Les rêves prémonitoires d’Yvonne Beauvais 1 novembre
Les rêves prémonitoires d’Yvonne Beauvais
L’Église catholique possède peu de matériau prouvant l’existence d’aptitudes prophétiques de ses saints. Sans doute parce que la prédiction a été éjectée des religions abrahamiques très tôt, en même temps que s’installait une monolâtrie mâle à la faveur du seul Yahvé-dieu. Lorsque la religion juive de l’Antiquité précoce était dédiée au couple divin, à Ashéra, la déesse, et à Yahvé, son compagnon, la prédiction faisait intrinsèquement partie des pratiques sacerdotales, les devins et devineresses étant attachés au culte d’Ashéra. L’inquisition chrétienne a renforcé un mépris et une haine ancienne liant les dons divinatoires à la sorcellerie et celle-ci aux expressions d’un mal démoniaque.

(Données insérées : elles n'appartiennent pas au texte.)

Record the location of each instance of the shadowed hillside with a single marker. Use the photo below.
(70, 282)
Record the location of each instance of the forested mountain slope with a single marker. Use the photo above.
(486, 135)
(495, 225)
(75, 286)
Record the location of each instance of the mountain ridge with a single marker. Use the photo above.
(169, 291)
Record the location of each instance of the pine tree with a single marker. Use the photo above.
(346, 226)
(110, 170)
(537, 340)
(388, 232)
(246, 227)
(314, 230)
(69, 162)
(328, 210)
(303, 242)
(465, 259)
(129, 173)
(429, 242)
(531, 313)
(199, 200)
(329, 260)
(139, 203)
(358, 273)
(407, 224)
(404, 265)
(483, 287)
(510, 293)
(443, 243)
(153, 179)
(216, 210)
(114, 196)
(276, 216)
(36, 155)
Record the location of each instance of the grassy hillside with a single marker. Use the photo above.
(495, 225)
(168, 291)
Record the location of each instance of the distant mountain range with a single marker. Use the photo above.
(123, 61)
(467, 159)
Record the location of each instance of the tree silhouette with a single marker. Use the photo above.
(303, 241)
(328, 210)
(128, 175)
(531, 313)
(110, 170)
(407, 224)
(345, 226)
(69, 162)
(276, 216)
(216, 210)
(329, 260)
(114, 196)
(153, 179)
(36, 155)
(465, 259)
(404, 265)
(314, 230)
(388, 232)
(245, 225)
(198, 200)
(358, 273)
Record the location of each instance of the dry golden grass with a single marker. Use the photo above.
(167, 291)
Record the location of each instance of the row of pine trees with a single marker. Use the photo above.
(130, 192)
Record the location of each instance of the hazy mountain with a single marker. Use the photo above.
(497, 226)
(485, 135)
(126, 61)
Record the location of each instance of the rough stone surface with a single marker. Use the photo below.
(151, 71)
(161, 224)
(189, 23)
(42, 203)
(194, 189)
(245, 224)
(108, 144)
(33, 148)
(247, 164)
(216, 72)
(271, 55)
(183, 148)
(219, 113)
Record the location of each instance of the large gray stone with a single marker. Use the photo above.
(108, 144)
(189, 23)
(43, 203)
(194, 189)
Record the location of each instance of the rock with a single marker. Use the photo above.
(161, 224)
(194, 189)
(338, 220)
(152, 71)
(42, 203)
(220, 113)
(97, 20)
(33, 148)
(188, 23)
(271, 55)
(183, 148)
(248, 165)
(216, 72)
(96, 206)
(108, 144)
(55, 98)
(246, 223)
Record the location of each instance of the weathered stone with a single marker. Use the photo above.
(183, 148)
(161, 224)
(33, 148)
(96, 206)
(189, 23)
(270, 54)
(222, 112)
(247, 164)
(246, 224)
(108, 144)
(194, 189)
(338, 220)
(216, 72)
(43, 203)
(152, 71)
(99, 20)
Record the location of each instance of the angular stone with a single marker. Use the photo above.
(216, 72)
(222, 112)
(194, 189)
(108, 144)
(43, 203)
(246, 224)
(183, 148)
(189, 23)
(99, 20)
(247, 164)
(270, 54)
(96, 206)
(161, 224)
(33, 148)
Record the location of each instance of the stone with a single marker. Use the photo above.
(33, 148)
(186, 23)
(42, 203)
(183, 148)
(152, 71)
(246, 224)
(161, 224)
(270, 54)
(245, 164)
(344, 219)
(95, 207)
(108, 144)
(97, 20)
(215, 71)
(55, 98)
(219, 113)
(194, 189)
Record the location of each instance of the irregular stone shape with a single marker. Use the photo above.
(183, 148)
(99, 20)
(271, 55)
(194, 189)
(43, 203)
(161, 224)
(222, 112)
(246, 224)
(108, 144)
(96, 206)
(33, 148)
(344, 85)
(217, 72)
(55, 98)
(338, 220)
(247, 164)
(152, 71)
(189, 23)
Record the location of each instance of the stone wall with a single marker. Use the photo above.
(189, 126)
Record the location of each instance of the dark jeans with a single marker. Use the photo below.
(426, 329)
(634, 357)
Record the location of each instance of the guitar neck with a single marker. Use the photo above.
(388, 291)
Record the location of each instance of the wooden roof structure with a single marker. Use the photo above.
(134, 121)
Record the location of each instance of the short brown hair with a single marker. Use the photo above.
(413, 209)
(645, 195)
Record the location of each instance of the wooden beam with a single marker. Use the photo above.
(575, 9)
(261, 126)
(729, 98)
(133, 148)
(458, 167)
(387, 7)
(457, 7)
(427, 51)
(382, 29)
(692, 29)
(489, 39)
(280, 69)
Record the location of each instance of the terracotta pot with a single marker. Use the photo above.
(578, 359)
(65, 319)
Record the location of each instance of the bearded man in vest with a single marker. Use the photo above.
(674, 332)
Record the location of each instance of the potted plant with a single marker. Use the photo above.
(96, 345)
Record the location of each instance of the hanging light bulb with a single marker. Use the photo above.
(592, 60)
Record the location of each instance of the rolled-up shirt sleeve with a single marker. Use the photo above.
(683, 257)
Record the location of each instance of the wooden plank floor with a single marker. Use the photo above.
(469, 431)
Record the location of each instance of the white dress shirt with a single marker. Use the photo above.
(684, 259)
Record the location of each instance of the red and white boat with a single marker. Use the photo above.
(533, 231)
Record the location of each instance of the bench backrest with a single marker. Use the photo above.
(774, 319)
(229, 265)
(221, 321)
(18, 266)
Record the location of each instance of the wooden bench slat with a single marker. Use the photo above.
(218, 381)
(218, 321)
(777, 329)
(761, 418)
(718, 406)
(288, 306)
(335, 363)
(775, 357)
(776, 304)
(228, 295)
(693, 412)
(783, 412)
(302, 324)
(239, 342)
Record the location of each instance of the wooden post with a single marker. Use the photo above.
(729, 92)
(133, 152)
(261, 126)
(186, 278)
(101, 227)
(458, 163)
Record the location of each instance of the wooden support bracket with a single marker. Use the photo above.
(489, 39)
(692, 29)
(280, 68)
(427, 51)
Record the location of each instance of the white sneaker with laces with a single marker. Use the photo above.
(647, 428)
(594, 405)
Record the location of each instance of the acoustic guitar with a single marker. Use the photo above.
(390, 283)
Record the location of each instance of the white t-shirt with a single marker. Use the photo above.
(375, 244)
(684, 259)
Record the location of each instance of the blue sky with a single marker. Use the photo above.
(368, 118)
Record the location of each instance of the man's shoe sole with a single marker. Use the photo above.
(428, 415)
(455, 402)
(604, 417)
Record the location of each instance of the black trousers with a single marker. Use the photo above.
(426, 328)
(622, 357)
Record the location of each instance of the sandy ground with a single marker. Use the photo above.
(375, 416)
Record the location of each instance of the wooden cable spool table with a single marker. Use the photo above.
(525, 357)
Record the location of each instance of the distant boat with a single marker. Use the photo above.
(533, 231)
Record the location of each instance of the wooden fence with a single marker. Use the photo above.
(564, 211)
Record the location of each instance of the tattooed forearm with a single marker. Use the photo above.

Cependant, par un coup de chance, les nombreux rêves prémonitoires d’Yvonne de Beauvais furent écrits des années avant leur réalisation dans des lettres lues et annotées par le directeur de conscience de celle-ci, le Père Crété, un jésuite, qui finit par les donner à ranger dans les archives d’une mère supérieure. Ces lettres furent oubliées, avant d’être réclamées, relues et comprises comme des archives de rêves réellement prémonitoires des années plus tard :
« Quel trésor ! affirme-t-il alors et en 1943. J’en garde jalousement la propriété. Je les avais confiées à Mère Assistante il y a plus de 10 ans, pour l’avenir, sans songer à leur utilité présente. En 1922-1923, on ne comprenait rien à ces prédictions, et je n’y songeais plus du tout, non plus que Mère Yvonne-Aimée (…). »
Petite biographie :
Yvonne Beauvais est née en juillet 1901 à Cossé-en-Champagne. Elle a perdu son père très tôt, et sa mère étant institutrice, elle est élevée par sa grand-mère. Enflammée par la lecture de Thérèse de Lisieux, elle décida, enfant, d’être une grande sainte. En 1922, elle commence à voir Jésus avec lequel elle entre en dialogue. Elle devient religieuse à 24 ans, pris le nom d’Yvonne aimée de Jésus, connue aussi sous le nom d’Yvonne de Malestroit (du nom où se trouvait son couvent), et dix après seulement elle devient la mère supérieure de son couvent d’augustines.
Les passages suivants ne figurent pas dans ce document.